Mainland Kids Saved by Heart Surgery in HK

Tan Rong, a three-year-old girl from the Chinese mainland with congenital heart defects, paid farewell to Hong Kong jubilantly Saturday after a successful heart surgery.

Tan Rong, from a secluded village of the inland province of Anhui, together with a four-year-old boy from the province of Guangdong, are two lucky kids who were born in impoverished families but chosen by Hong Kong Children's Heart Fund for charge- free heart surgical correction.

"I am so happy, and I cannot describe it," said Sheng Siuxiong, mother of the girl, who, in the past three years, has impotently seen her only daughter suffering from repeated pneumonia and spending the majority of her first year of life in hospital.

It was until September 1998 that Sheng was told for the first time by doctors that her daughter had a congenital heart disease in the form of a 1.8-cm hole between the two upper chambers and needed surgical correction.

How can a peasant family afford an expensive heart surgical correction?

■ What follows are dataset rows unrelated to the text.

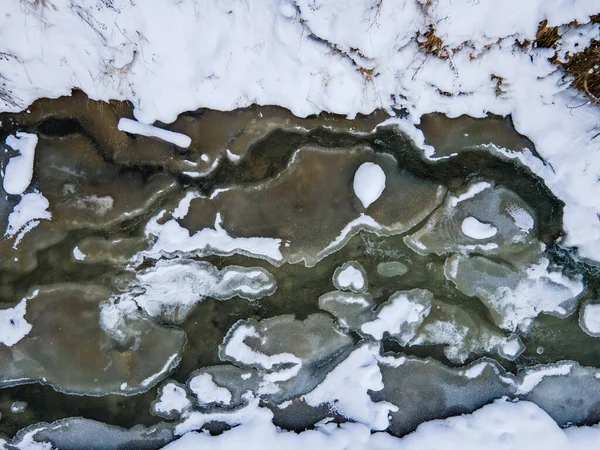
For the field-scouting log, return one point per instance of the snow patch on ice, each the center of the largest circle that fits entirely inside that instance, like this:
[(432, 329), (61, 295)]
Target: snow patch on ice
[(533, 377), (369, 183), (475, 229), (172, 238), (13, 326), (346, 388), (134, 127), (172, 399), (207, 391), (589, 318), (19, 170), (32, 208)]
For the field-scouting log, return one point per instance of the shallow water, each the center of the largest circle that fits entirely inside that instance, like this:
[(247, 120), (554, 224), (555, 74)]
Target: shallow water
[(288, 179)]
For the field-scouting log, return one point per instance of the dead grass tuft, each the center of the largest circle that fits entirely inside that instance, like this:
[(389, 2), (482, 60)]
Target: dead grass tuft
[(546, 36), (431, 44), (499, 80), (584, 67)]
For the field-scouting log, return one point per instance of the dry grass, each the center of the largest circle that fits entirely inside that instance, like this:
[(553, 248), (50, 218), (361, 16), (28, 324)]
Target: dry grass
[(499, 80), (584, 67), (546, 36), (431, 44)]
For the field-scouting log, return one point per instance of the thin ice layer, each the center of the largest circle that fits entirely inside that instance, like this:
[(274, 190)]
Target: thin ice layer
[(84, 359), (291, 356), (172, 288), (485, 219), (514, 297), (19, 170)]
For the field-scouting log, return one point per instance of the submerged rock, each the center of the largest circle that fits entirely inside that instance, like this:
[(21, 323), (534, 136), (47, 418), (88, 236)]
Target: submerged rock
[(290, 356)]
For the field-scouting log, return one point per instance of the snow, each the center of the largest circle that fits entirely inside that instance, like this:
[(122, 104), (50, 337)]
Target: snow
[(500, 425), (129, 53), (169, 365), (522, 218), (207, 391), (369, 183), (237, 349), (13, 326), (173, 238), (78, 254), (471, 192), (149, 53), (589, 318), (19, 169), (475, 229), (32, 208), (133, 127), (533, 377), (400, 311), (350, 276), (172, 398), (346, 388)]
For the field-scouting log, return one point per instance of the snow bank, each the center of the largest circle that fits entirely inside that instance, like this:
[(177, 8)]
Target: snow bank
[(589, 319), (501, 425), (32, 208), (133, 127), (19, 169), (331, 56)]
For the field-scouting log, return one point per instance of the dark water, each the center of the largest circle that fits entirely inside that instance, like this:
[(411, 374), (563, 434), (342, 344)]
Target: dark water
[(79, 144)]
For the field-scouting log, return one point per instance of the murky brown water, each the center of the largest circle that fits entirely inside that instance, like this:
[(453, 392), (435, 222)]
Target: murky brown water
[(286, 178)]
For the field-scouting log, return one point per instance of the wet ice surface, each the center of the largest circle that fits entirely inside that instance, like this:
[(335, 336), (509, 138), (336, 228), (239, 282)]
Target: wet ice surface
[(306, 269)]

Having waited in desperation for more than a year, the family was informed in May this year by the Shanghai Children's Medical Center that Tan Rong would get help from the Hong Kong Children's Heart Fund, which has helped about five mainland children with congenital heart disease.

Like Tan Rong, four-year-old Yeung Tin-lun from Zhongshan of Guangdong province, also suffered from congenital heart disease and cannot walk far. Children similar to him normally do not live more than ten years without surgery, doctors said.

After a surgery two days before Tan Rong, Tin-lun can now "walk more than 10 meters without a rest," the boy's father, Yeung Yat- fung, said. His mother, Ho Siu-may, hoped her son would grow up with a kind heart knowing "he has been saved by donations from kind-hearted people."

Seven out of 1,000 babies are born with congenital heart diseases, but not all of them need surgery correction, according to doctors at Hong Kong Adventist Hospital, which carried out operations for the two mainland children.

Hong Kong Children's Heart Fund has been helping Hong Kong children with congenital heart diseases starting from 1991. Since Hong Kong's return to the motherland in 1997, the help has been extended to mainland children.

During a scientific meeting in Shanghai last winter, the Children Heart Fund reached an agreement with two mainland major children medical centers, including Shanghai medical center, to carry out charge-free heart surgical correction for impoverished mainland children.

After Tan Rong and Yeung Tin-lun, more mainland children with congenital heart defects are expected to arrive in Hong Kong for surgical correction, doctors at Hong Kong Adventist Hospital said.